Georges Simenon was one of the most popular detective writers of the twentieth century. Born in Belguim, died in Switzerland, he wrote in French an his 400 novels sold over 500 million copies. Of his 400 novels (a number equaled by Australia’s Carter Brown), Simenon wrote some 192 under his own name and the rest under various pseudonyms. His most well-known novels are his Inspector Maigret series, short punchy detective novels that focus on concise episodes and do not try to deal with global themes. His Maigret novels began in 1930 through 1972, some 42 years. Often, the French publication was followed quickly (or within a few years) with an English translation. Most modern English readers are familiar with the Penguin Classics translations which came out beginning in 2013 through 2020.
Maigret at Liberty Bar was originally published in French in 1932 and in English in 1940. It has also been published as Maigret on the Riviera. The action here takes place in Antibes, which is on the Mediterranean between Nice and Cannes. Maigret, who primarily is based in Paris, is sent here to investigate a death and instructed quite explicitly to avoid any dramas. Brown had lived in the villa for about ten years off a private income with two women, his mistress Gina Martini, and her mother. They lived without a maid and the estate was filthy. Maigret is told a butcher saw a car weaving and assumed Brown was drunk. When it crashed into a rock, two women got out and started running toward town carrying three suitcases. The police searched the villa the next morning and a gardener found Brown’s corpse fully dressed. The two women, now in police custody, said Brown pulled up, and fell down on the steps with a knife right between the shoulder-blades. Thinking the police would not believe any explanation, they buried hi and made off with money and objects of value.
Maigret thought about the world of Brown and his women, one of a world “sticky with sunshine, the scent of mimosas and sickly sweet flowers, drunken flies, cars gliding over softened pavement.” When he spoke to the two women back in the villa, he found that the girl had a full figure, almost too buxom, “she was a classic psuedo femme fatale.” The mother was a ghastly sight. Maigret is puzzled and wonders how on earth did a fellow like Brown spend ten years with these two women, who could only tell him that they rarely went out and every month Brown would go away for three or four days to fetch money and come home filthy, stinking of alcohol. He would bring home two thousand francs each month and in the second half of the month they would have to tighten their belts. Maigret looks around the house and finds that it is “A cross between a den, where animals live in their own stench, among leftover food and excrement, and a bourgeois interior, with all its preening pomposity.”

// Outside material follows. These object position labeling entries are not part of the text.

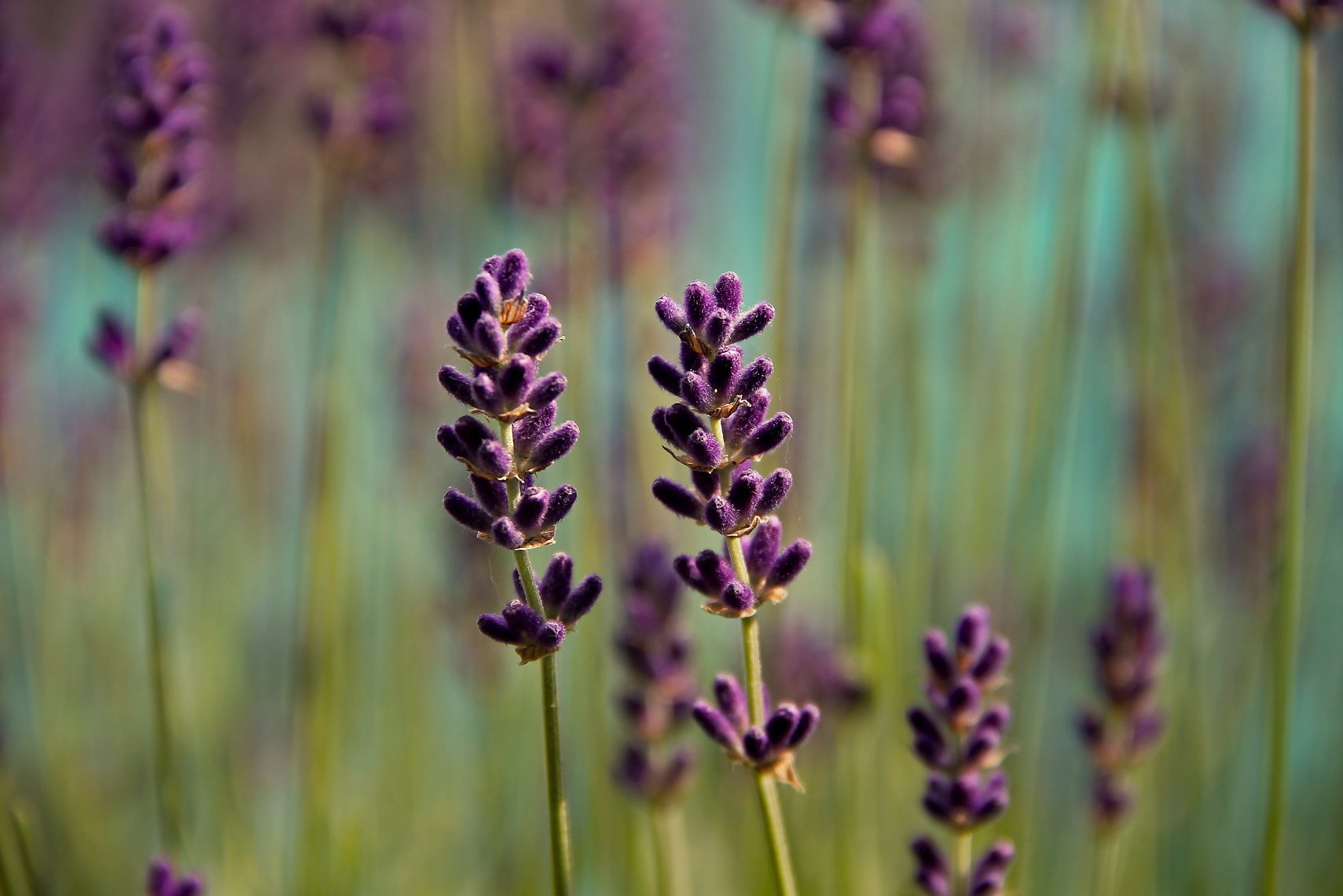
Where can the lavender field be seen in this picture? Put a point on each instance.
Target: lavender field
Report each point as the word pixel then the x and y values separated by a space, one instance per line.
pixel 670 446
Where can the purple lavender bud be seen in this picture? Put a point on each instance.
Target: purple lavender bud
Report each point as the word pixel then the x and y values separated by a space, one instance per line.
pixel 780 725
pixel 678 498
pixel 665 373
pixel 732 700
pixel 761 547
pixel 769 435
pixel 704 449
pixel 581 600
pixel 751 323
pixel 716 725
pixel 774 490
pixel 672 316
pixel 466 511
pixel 791 560
pixel 556 583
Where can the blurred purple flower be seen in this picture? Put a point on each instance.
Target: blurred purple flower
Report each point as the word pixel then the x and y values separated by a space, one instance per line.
pixel 958 735
pixel 655 653
pixel 153 144
pixel 1127 648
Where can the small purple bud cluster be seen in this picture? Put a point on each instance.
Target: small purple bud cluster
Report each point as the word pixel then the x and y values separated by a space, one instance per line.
pixel 769 747
pixel 113 346
pixel 161 882
pixel 881 90
pixel 1127 648
pixel 369 101
pixel 153 147
pixel 960 740
pixel 655 652
pixel 504 332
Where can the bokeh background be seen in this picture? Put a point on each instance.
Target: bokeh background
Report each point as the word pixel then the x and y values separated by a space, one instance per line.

Maigret is puzzled, but decides he will find out what bar Brown went to when he disappeared for days and came home stinking drunk. His explorations, of course, lead him to the Liberty Bar, a place at the end of the road, where the fat proprietor Jaja, her half-naked friend Sylvie the drug addict whore, and Yan, a sailor, spent time. The Liberty Bar was the essence of noir, a place where time stood still and Maigret was not even sure it was real. “Wasn’t the Liberty Bar the last port of call, when you had seen everything, tried everything by way of vices?”